Görülüyor ki, her vasıtadan yalnız ve ancak bir tek temel görüşe dayanarak yararlanırız. O görüş şudur: Türk Milleti’ni medenî dünyada, lâyık olduğu mevkiye yükseltmek, Türkiye Cumhuriyeti’ni sarsılmaz temelleri üzerinde her gün daha çok güçlendirmek… ve bunun için de istibdat fikrini öldürmek…

Bugün ulaştığımız sonuç, asırlardan beri çekilen millî felâketlerin yarattığı uyanıklığın eseri ve bu aziz vatanın her köşesini sulayan kanların bedelidir.”

***

Tekke ve zaviyelerin kapatılmasına Mehmet Akif Ersoy da tam destek vermiştir:

Koca millet! Edebiyatı ya oğlan ya karı

Nefs-i emmâre hizasında henüz duyguları

Sonra tenkide giriş: Hepsi tasavvufla dolu

Var mı sûfiyyede bilmem ki İbâhiye kolu?

Mehmet Akif Ersoy, bu sözleri söylemek zorunda kalmıştır!

İbahiye,  “İslâm’da, her şeyi mübah ve bütün haramları helâl saymak” anlamına gelen mezheptir. Batınilik gibi…

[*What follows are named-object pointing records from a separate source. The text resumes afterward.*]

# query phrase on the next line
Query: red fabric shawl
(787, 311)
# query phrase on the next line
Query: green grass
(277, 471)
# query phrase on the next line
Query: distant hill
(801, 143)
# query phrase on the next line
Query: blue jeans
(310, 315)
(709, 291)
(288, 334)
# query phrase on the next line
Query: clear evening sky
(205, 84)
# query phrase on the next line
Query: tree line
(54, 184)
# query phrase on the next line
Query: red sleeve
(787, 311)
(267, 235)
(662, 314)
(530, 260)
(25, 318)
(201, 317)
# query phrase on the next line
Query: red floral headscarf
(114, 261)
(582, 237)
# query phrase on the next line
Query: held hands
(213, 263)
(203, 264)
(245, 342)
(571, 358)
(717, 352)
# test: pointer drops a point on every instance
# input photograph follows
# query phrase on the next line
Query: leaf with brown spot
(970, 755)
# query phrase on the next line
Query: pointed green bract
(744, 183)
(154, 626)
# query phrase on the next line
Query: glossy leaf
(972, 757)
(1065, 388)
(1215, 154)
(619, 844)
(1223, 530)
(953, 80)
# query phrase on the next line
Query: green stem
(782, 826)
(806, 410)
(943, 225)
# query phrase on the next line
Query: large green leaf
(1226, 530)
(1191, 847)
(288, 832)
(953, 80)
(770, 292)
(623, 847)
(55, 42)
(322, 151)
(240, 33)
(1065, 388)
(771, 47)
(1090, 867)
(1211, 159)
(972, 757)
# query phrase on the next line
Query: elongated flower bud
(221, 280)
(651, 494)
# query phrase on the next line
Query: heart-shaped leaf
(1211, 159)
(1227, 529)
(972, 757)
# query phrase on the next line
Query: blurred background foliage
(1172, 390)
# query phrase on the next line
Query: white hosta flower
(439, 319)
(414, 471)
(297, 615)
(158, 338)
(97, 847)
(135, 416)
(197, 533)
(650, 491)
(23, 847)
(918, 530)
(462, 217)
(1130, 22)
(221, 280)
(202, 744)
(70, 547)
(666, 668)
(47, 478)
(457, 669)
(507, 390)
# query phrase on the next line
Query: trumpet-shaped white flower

Bugün, yeniden vakıf veya dernek adları altında faaliyet gösteren benzer kuruluşlarda, çocuklara yönelik cinsel istismar suçları işlenmesi, sapıklığın din kisvesi altında bu yapılanmalarda sürdürülmesinin sonucudur. Yoksa gerçekte hiçbirinin amacının dinle diyanetle ilgisi yoktur. Fakat dini kullandıkları için toplumu bu yolla kirletmeye devam edebiliyorlar.

***

Türk Milleti, eski Mısır’dan ve devamından, eski Yunandan ve Roma döneminden kalan bu mayası bozuk kültür yerine kendi kök kültüründen beslenmelidir. Çünkü o kültür, pınar suyu kadar temizdir ve insanlar arasında adaleti, doğruluğu ve aileyi esas alır.